Aprovação e alcance da proposta
O parecer favorável ao Projeto de Lei 896/2026, que altera a lei do FGTS e a lei nacional do saneamento básico, foi aprovado com a inclusão de cinco emendas. A iniciativa não estabelece saques diretos ou pagamentos a famílias, mas sim uma redefinição nos critérios para o financiamento de obras e sistemas públicos. O principal objetivo é alinhar os investimentos do Fundo às metas nacionais de alcançar 99% da população com acesso à água potável e 90% com coleta e tratamento de esgoto.
Critérios aprimorados e regiões prioritárias
Os recursos a serem distribuídos darão maior peso a projetos situados em estados e municípios com um déficit de saneamento mais acentuado. A análise para a concessão dos financiamentos levará em conta também a renda da população local, a capacidade operacional do prestador de serviços e a viabilidade de longo prazo das obras. Essa abordagem pretende focalizar os investimentos onde a carência é mais premente, potencializando o impacto social.
Emendas aprovadas fortalecem direcionamento dos investimentos
As cinco emendas incluídas no projeto visam tornar os critérios de distribuição dos recursos mais claros e objetivos, além de eliminar redundâncias no texto. Elas transformaram permissões de prioridade em exigências para a análise de locais com maior falta de atendimento. Os ajustes aprovados detalham estas mudanças:
- Remoção de um trecho duplicado referente às atribuições do Conselho Curador do FGTS.
- Unificação das prioridades para moradia, universalização do saneamento e a redução das desigualdades regionais em uma única regra.
- Inclusão da obrigatoriedade de considerar a carência de água e esgoto nos estados para a distribuição dos recursos.
- Inclusão de projetos do Programa Cisternas como elegíveis para disputar financiamento do FGTS.
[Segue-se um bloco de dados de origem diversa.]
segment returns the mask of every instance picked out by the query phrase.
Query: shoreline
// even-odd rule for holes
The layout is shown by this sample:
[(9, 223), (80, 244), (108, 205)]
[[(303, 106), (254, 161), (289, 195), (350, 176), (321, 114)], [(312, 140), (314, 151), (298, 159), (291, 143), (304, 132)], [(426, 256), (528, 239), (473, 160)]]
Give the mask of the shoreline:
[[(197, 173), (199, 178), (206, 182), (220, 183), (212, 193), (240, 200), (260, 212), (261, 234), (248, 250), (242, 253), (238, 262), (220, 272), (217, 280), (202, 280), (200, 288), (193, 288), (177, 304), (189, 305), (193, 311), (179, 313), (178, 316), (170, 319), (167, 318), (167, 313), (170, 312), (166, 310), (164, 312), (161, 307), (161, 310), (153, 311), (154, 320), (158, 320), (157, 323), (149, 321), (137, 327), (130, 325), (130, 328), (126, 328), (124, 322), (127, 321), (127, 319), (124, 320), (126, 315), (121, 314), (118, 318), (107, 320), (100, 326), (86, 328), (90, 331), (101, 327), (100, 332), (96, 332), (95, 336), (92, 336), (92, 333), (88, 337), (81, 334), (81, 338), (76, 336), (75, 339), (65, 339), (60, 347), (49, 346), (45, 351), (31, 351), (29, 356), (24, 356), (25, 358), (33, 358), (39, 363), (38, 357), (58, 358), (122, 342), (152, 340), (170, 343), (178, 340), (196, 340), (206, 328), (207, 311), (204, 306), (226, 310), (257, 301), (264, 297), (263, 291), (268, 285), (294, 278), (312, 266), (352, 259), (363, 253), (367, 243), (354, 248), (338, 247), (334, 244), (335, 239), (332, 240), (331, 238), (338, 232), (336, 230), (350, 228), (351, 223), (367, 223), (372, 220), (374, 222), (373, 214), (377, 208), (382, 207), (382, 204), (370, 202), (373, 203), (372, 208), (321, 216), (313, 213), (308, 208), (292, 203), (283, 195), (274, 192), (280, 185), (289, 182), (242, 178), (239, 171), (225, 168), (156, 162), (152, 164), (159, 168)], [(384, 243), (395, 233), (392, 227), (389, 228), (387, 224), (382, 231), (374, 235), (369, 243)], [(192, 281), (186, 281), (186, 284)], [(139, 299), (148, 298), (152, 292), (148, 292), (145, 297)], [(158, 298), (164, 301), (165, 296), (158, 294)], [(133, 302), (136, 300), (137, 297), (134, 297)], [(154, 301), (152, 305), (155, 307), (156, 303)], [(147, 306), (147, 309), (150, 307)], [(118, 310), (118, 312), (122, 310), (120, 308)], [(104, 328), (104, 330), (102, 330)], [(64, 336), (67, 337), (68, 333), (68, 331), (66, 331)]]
- Consideração da renda, do nível de atendimento deficitário e da capacidade dos prestadores ao destinar recursos federais.
É importante ressaltar que, embora aptos, os projetos de cisternas não receberão financiamento de forma automática. Estados, municípios e consórcios precisarão apresentar propostas que atendam às exigências técnicas e financeiras estabelecidas.
Fluxo de recursos e elegibilidade para o programa Cisternas
A proposta não implica que o trabalhador precise solicitar o uso de seu saldo do FGTS. O projeto reorganiza a forma como o Fundo já aplica seus recursos por meio de financiamentos para diversas áreas, incluindo habitação, infraestrutura e saúde, além do saneamento. O dinheiro chegará aos projetos através dos mecanismos de financiamento já existentes, com os novos critérios de priorização.
Desafios atuais e o propósito da reestruturação
A necessidade de uma mudança nos critérios de aplicação do FGTS foi identificada por uma auditoria que revelou uma baixa execução dos valores destinados a saneamento e infraestrutura. Esse problema foi particularmente evidente nas regiões Norte e Nordeste. Dentre os obstáculos enfrentados estão a dificuldade de elaboração e apresentação de projetos, os limites para novas dívidas públicas e as garantias exigidas nos processos de financiamento. A nova regulamentação busca otimizar a alocação desses recursos, mantendo a proteção ao patrimônio do Fundo.
Próximos passos e a jornada legislativa
Ainda não há validade para a mudança. Após a aprovação na Comissão de Assuntos Sociais, o texto seguiu para a Comissão de Desenvolvimento Regional e Turismo. Posteriormente, a proposta será examinada pela Comissão de Assuntos Econômicos, que possui a prerrogativa de tomar uma decisão final no âmbito do Senado. Caso avance por essa etapa, o projeto ainda dependerá da apreciação e aprovação da Câmara dos Deputados e, por fim, da sanção presidencial para se tornar lei.